Here we’ll illustrate how to create your own IPython kernel, in this case a kernel that allows you to call out to R via the rpy2 python package. We'll name the subdirectory for this kernel as “python3-rpy2”. Here’s an example “kernel.json” file that you can use as a template for your own configuration files. This file would be placed in $HOME/.ipython/kernels/python3-rpy2. (Note that for this to work you also need to install the rpy2 package for Python 3.5.1 within your account as discussed just above.

{
    "argv": [
       "/global/software/sl-6.x86_64/modules/langs/python/3.5.1/bin/python3",
       "-m",
       "ipykernel",
       "-f",
       "{connection_file}"
    ],
    "language": "python",
    "display_name": "Special Python 3 with rpy2",
    "env": {
       "PATH" : "/global/home/groups/consultsw/sl-6.x86_64/modules/r/3.4.2/bin:/usr/local/bin:/bin:/usr/bin:/usr/local/sbin:/usr/sbin:/sbin:/global/home/groups/allhands/bin",
       "LD_LIBRARY_PATH": "/global/software/sl-6.x86_64/modules/langs/gcc/4.8.5/lib64"
    }
}

Please review the IPython Kernel Specs for more details regarding the format and contents of this configuration file. In particular, please make sure $PATH, $LD_LIBRARY_PATH, $PYTHONPATH, and all other environment variables that you use in the kernel are properly populated with the correct values.

Enabling extensions

If you want to create or use notebooks with interactive widgets, a table of contents, or collapsible code blocks, you need to enable Nbextensions. From the “New” dropdown menu (same as in step 4), select “Terminal”. Copy and paste the code below into the terminal prompt, and hit enter.

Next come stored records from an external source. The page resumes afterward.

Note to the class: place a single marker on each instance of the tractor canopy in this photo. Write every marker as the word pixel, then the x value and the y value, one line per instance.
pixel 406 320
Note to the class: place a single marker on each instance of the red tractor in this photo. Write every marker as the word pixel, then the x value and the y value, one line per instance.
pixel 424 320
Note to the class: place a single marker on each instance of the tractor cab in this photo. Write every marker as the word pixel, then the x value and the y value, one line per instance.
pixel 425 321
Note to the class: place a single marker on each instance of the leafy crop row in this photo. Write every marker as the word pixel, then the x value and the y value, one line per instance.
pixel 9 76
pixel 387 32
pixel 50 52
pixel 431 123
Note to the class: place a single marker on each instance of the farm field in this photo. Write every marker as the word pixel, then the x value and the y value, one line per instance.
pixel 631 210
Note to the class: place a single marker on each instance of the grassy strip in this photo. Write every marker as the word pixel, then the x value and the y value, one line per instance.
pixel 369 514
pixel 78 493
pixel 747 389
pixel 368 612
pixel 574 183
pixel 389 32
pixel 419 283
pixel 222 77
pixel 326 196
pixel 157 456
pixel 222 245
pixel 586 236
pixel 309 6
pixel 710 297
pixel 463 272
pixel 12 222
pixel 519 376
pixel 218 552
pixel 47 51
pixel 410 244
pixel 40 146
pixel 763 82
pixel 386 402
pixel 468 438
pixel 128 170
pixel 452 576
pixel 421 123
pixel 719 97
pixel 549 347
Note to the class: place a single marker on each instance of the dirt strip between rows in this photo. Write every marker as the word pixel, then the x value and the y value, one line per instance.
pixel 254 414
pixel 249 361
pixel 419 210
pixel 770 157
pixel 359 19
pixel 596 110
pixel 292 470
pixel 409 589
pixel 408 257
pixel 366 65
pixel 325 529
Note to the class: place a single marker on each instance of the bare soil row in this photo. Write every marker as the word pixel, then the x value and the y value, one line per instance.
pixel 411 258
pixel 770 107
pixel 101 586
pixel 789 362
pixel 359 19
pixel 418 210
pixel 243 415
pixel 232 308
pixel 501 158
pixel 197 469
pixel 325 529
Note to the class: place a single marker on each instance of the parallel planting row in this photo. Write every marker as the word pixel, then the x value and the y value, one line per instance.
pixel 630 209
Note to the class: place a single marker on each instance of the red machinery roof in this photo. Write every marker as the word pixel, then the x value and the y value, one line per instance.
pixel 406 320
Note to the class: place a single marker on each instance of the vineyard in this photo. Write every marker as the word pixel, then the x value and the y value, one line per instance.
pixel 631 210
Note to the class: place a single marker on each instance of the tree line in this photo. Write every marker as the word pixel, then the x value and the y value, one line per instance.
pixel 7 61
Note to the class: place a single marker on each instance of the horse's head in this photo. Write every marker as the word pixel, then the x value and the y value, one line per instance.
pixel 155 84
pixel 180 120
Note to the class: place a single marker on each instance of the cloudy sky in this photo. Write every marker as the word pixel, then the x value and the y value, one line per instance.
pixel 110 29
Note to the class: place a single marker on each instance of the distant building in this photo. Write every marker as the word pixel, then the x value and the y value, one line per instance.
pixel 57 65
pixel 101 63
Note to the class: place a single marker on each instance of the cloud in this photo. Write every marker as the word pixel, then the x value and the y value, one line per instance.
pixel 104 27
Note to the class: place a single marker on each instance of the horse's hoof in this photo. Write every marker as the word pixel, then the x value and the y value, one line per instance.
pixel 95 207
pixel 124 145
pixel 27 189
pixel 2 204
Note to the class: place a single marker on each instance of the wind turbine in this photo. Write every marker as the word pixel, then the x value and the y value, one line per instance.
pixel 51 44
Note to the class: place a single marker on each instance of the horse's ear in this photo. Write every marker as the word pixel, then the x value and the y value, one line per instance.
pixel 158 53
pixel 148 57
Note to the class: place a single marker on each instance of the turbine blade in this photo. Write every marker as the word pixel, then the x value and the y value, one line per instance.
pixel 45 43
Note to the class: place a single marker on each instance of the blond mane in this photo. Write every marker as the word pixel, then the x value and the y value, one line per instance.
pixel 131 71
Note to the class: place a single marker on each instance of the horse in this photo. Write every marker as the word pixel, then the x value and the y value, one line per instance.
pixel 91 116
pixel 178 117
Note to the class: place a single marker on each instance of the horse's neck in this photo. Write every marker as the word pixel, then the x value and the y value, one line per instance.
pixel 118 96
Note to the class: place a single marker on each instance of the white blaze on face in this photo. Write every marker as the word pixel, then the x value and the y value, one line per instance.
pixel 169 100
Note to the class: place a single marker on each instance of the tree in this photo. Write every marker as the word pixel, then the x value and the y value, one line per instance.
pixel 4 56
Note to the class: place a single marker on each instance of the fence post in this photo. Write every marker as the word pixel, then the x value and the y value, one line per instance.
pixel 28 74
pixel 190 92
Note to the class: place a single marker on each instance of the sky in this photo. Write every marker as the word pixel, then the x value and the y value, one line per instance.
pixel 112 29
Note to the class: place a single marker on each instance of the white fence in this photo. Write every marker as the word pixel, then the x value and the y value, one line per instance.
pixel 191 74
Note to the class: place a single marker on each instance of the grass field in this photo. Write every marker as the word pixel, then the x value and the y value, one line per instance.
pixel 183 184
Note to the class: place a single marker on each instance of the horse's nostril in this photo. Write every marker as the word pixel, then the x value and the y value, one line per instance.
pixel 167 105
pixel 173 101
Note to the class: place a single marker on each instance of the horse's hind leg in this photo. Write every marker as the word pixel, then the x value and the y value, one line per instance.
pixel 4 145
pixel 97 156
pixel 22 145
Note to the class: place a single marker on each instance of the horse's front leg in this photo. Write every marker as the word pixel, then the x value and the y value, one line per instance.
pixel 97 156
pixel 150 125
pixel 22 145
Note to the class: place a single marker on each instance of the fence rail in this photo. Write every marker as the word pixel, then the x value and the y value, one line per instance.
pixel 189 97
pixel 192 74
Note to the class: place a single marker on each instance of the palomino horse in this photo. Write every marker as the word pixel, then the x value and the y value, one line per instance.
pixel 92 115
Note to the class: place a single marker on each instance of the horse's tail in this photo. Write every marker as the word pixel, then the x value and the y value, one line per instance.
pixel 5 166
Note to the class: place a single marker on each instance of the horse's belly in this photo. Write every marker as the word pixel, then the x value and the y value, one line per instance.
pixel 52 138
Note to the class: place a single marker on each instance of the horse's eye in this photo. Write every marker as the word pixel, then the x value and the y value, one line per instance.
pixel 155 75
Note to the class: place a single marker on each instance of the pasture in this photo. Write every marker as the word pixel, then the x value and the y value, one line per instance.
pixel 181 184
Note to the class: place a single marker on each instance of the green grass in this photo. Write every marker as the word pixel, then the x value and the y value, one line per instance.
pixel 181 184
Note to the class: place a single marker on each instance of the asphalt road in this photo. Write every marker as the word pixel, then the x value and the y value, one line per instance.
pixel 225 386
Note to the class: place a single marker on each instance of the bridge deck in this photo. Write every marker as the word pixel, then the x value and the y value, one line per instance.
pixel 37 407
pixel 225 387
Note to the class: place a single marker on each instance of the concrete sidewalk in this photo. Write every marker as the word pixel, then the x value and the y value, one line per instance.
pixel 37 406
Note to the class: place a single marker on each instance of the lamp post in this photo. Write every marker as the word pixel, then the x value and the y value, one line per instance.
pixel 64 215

/global/software/sl-6.x86_64/modules/langs/python/3.5.1/bin/jupyter contrib nbextension install --user

After stopping and restarting your server as well as logging out and back in, when you return to the JupyterHub page, you should see a new tab for Nbextensions, where you can enable or disable individual extensions. Shut down and relaunch any running notebooks, and the extensions will be present.